21 流されたわけじゃない!3
朝、目が覚めたら目の前でものすごくいい男が自分を見つめて微笑んでいる。
中学三年生の時、同じクラスの三木くんに片想いした。
三木くんはカッコよくてクラスでも目立つ男の子だった。
すでにその頃には自分の性癖に気づいていた夏樹は、これまでの経験から自分の気持ちが相手に伝わってしまうと普通の友達付き合いでさえ難しくなってしまうのだと何となく察しており、恋をしてもいつも片想いで終わっていた。
だから目の前のいい男が夏樹の頬をそっと撫でても、それが現実のものではなくて、夢の中での出来事だと思った。
「――夏樹、おはよう」
男の手が頬から耳へと移り、耳朶を指先で優しく挟む。
「そろそろ起きないと遅刻するよ」
(起きたくありません)
夏樹は男の手を掴むと、その暖かい手のひらへ甘えるように頬擦りをした。
「……困ったな。そろそろ芹澤が来る時間なんだが」
(まだ眠いです。芹澤さんが来ても……芹澤……芹澤さん!?)
「――――!!」
一気に覚醒した夏樹が声にならない悲鳴をあげ、ものすごい勢いで上半身を起こした。
「やあ、目が覚めたようだね。おはよう、夏樹」
今、夏樹が両手でしっかりと握っているのは誰の手だ?
三木くんのものでないのは確かだ。実際に手を繋いだことはないが、想像なら飽きるほどした。
三木くんの手にしては大きすぎるし、どう見てもこれは十代の少年のものではない、大人の男の手だ。
夏樹は恐る恐る手首から肘、二の腕へと視線を移した。
「どうしたんだい?」
「――――!!」
手の持ち主を確認した夏樹の口から、本日二度目の悲鳴があがった。
「おはよう」
「……おはようございます……」
機嫌よさげな久志からの何度目になるかわからない朝の挨拶に、夏樹が反射的に答える。
「あ、あの、紺野さん……そこで何をやってるんでしょうか」
昨夜、夏樹はあの大きなソファで休んだはずだ。なのに何故自分は今、久志と同じベッドの中にいるのだろうか。
しかも隣で添い寝をしている久志は体になにも着けていない。
さっき勢いよく体を起こした際、捲れ上がった上掛けの隙間から夏樹は見てしまった。
ちらっとしか見えなかったが、凄かった。平常時のくせにどう見ても夏樹のマックスの時よりも大きかった。
「……じゃなくて! なっ、何で俺がここに寝てて、こっ、こっ、紺野さんが、は、裸なんですかっ!」
「…………」
「ちょっと、紺野さん。何で黙ってるんですか」
夏樹の叫びが聞こえているはずなのに、久志は夏樹から目を逸らせたまま何も答えない。
「紺野さん! 聞こえてるんでしょう!?」
「…………」
何度目かの夏樹からの呼び掛けに、やっと目だけをちらりと夏樹に向けたがまたすぐに逸らせてしまう。
「ちょ、紺野さん! 無視しないでください……っ、うわっ」
突然のそりと体を起こした久志が夏樹をベッドへ組敷いた。
「全く……君は何度言ったら分かるんだい。そんなに私の気を引きたいの?」
「へっ? こ、紺野、さんっ?」
「だから違うって」
そう言いながら久志が夏樹の首筋へ顔を埋めた。

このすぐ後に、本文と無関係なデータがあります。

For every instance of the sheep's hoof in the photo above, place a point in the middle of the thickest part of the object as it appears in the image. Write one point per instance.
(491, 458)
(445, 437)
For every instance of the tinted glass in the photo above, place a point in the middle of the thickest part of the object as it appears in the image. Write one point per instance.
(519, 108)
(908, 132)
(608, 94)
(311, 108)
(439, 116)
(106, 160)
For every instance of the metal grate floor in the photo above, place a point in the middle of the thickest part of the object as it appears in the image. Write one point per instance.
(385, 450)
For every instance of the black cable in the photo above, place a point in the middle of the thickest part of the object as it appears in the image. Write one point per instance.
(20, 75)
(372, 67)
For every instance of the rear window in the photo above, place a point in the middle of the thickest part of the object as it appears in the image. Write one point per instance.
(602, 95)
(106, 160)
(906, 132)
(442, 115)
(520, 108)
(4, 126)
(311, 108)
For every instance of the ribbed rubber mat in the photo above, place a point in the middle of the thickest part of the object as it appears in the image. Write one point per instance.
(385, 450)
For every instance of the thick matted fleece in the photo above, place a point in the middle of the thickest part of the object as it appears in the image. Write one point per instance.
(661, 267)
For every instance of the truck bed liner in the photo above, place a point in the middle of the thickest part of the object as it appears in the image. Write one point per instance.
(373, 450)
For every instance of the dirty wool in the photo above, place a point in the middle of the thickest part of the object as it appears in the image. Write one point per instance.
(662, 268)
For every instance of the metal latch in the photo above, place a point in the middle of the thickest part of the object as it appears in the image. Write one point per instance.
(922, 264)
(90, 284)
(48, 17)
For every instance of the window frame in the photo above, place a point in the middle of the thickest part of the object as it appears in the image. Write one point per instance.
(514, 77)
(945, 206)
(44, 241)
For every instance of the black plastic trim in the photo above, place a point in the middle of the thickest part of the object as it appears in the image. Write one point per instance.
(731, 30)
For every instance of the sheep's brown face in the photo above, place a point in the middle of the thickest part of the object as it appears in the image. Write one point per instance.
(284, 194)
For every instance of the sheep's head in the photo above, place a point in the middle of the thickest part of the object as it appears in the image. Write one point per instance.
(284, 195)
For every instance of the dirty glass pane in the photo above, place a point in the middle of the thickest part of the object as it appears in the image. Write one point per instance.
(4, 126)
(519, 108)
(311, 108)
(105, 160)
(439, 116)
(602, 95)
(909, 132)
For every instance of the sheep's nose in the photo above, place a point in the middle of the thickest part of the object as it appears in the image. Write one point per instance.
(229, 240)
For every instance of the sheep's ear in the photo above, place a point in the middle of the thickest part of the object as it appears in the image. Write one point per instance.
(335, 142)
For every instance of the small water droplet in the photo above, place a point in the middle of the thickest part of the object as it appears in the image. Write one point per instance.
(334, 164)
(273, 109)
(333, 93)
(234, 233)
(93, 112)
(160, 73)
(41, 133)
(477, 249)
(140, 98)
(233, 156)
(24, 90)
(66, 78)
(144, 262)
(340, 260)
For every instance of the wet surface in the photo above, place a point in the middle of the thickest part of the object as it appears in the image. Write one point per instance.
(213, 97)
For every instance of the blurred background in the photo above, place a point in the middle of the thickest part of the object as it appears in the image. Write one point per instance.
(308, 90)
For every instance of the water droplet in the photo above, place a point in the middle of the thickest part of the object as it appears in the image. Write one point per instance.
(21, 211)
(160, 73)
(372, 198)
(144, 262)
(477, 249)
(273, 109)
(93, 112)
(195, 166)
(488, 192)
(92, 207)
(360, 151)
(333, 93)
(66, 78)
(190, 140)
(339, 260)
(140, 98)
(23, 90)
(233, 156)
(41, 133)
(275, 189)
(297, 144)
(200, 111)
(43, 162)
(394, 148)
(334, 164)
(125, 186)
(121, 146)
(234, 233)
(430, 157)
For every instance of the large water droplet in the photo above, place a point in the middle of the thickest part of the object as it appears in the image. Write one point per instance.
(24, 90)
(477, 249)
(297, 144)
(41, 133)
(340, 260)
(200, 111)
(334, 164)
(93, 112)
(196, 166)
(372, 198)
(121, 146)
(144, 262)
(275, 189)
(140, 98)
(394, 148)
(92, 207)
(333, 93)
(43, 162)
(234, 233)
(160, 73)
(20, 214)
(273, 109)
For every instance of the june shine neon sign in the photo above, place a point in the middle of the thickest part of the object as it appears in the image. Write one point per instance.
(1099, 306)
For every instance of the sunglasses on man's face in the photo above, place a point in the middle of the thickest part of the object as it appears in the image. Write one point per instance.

自然、二人の体も密着する。
「あの……紺野、さん?」
当たってるんですが、ナニが。
夏樹の気のせいでなければ、自分の太股にくっついている久志のモノが徐々に硬くなってきている。
「ひ さ し」
完全に質量を増したモノを、久志はさらにぐいっと夏樹の太股に押し付けた。
「ひっ、ひっ、ひっ……ひさ、っ……」
なかなかしゃっくりが止まらないのか、出産時の呼吸法なのか、夏樹はよくわからない過呼吸のような状態になってしまった。
「ほら、落ち着きなさい」
いや、落ち着けというなら、その立派に育ったモノを俺の太股から離してください。
そう心の中でいくら訴えても久志に夏樹の声は届かない。
そうこうしていると、何の前触れもなく寝室のドアが開き、芹澤が顔を出した。
「久志さん、おはようございます……あ、失礼しました」
時間になっても寝室から出てこない久志を起こすためにやって来た芹澤が、ベッドの上の二人の様子を見ると顔だけ出してまたすぐに出ていってしまった。
「え? ええっ? 芹澤さん!?」
芹澤の出現に、やっと夏樹の思考回路が正常に動き出す。
「ちょ、違います! 待って、これは誤解で……っん」
これは誤解だと訴えようとする夏樹の唇を久志の唇が覆う。
久志との同居最初の朝は、夏樹がこれまで経験したことのない濃ゆい目覚めとなった。